Cemre onları takmayarak kolunu Ege'nin omzuna yaslarken Çağrı'ya doğru döndü ve konuştu. ''Hazal nerde?''
''Gelemiyormuş. Hasta olmuş.'' diyen Çağrı ağzına bir çikolata daha attığında Ege ona doğru konuştu.
''Aralarında fıstıklı da var biliyosun dimi?''
Çağrı başını sallarken Bora kaşlarını çatıp sordu. ''Niye fıstıklı?''
Cemre ona döndü. ''Çağrı'nın fıstık alerjisi var çünkü.'' dediğinde Bora kaşlarını kaldırdı. ''Neyse.'' diyen Cemre avcunu çikolata ile doldururken ekledi. ''Son sütlüleri kaçırıyorum itirazı olan?'' dediğinde Beliz gülümseyerek konuştu.
''Aşk için çikolata feda edilir.''
Ege başını salladı. Çikolatanın paketini açarken mırıldandı. ''Bir de aşkı bulabilsek.''
Cemre gülümserken merdivenlere yöneldi. ''Siz de çikolatalarla yetinin artık.''
Tam merdivenlerden çıkıyordu ki Ege seslendi.
''Cemre.''
Cemre duraksayarak ona döndü. ''Efendim.''
''Hiiç sütte götür istersen diyecektim.'' dediğinde Cemre güldü.
''Çocuk bakıcısı gibiyim resmen.'' dediğinde Beliz gülümseyerek ekledi.
''Çok güzel ilgileniyosun ama. Çok tatlısınız.'' dediğinde Bora kusar gibi bir hareket yaptı.
''Şimdi kusacağım.''
Cemre ona gülerken hızla merdivenlerden çıktı. Kapıyı açtığında Berk'in hala yattığını görerek sırıttı ve konuştu.
''Aferin.''
Çikolataları komidinin üzerine koyarken bir tanesini Berk'e uzattı.
Berk çikolatayı alırken Cemre'ye gülümsedi.
''İyi ki varsın.'' diye mırıldandı.
Cemre gülümserken Berk'in saçlarının arasına bir öpücük kondurdu. ''Sende iyi ki varsın.''
Berk'in karanlık dünyasını aydınlatabilen tek kişi Cemre'ydi.

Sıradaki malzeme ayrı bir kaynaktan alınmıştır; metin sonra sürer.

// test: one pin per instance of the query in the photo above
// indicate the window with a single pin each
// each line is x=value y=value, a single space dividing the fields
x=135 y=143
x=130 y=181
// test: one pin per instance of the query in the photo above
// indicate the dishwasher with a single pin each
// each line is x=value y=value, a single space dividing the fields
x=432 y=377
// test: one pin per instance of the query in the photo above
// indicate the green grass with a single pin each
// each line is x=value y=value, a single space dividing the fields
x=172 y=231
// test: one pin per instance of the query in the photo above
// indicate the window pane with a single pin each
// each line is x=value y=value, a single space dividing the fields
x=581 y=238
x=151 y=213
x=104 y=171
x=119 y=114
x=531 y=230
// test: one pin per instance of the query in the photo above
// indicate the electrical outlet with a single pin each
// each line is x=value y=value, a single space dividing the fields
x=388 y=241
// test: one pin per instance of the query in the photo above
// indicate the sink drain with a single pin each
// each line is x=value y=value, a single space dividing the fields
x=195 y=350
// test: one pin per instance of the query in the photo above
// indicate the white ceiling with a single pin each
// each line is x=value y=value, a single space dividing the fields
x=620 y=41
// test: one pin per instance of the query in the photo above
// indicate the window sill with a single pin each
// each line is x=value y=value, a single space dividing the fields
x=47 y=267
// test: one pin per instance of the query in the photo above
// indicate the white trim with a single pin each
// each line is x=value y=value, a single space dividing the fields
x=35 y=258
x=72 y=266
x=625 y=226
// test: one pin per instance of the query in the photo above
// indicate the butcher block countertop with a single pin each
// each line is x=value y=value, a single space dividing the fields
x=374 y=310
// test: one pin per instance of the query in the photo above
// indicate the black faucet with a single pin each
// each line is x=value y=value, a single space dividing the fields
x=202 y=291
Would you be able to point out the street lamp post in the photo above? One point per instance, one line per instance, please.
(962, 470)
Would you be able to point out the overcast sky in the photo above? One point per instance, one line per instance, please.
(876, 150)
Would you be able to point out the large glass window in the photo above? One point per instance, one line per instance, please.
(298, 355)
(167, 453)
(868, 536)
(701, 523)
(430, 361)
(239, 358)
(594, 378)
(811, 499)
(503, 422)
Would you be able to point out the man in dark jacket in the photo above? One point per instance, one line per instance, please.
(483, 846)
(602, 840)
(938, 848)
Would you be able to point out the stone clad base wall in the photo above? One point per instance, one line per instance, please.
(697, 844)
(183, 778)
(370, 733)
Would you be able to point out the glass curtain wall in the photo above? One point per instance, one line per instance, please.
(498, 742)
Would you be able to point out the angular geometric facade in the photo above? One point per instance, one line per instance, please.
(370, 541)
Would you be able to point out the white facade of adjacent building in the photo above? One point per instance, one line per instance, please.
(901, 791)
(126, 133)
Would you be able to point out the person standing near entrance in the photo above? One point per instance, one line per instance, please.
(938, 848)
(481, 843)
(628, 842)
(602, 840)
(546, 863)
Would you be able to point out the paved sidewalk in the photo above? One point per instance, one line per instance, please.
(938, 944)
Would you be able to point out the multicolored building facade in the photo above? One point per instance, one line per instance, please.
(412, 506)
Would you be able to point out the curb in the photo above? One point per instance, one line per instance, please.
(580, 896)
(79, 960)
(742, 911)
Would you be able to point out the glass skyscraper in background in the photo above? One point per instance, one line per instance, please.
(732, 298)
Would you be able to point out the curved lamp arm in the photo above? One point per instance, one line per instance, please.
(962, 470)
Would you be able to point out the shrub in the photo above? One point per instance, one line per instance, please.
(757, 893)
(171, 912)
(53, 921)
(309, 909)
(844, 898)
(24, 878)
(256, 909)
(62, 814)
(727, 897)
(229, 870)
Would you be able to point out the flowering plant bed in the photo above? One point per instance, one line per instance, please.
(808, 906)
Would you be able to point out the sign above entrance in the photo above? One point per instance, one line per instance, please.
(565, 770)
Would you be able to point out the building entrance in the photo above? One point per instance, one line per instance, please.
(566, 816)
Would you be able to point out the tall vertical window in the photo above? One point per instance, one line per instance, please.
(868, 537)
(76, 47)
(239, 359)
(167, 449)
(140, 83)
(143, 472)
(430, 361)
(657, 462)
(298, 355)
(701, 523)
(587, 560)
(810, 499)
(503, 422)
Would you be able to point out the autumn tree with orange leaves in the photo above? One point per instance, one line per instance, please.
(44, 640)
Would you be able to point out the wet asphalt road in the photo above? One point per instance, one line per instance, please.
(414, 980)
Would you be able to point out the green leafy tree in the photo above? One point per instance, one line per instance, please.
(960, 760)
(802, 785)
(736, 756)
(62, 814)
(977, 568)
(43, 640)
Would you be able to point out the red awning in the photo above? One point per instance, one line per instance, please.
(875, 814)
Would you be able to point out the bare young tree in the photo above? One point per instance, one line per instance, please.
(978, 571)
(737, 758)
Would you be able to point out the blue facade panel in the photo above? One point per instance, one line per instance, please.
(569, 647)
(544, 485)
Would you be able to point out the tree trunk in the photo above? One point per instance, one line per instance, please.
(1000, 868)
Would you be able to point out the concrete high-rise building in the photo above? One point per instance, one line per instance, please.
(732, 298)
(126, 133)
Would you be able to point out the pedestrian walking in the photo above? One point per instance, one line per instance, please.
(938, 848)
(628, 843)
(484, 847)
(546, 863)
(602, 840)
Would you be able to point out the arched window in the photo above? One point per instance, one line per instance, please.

Bazı insanlar bir liman gibidir; fırtınalı denizlerde bile onların yanında sakinlik bulursun.
***
Berk gözlerini açtığında gözleri ilk olarak komidindeki saate kaydı. Akşam olmuştu. Sonra elindeki Cemre'nin elini hissetti. Yüzüne bir gülümseme yayılırken gözlerini o tarafa çevirdi. Cemre'nin onun elini tutarken yatağa doğru yatmış uyuyakaldığını gördü. Büyük ihtimalle dün gece hastanede hiç uyumamış onun uyanmasını beklemişti.
"Cemre." diye seslendiğinde Cemre'nin kaşları çatıldı ama gözlerini açmadı.
"Beş dakika daha." dediğinde Berk burnundan güldü.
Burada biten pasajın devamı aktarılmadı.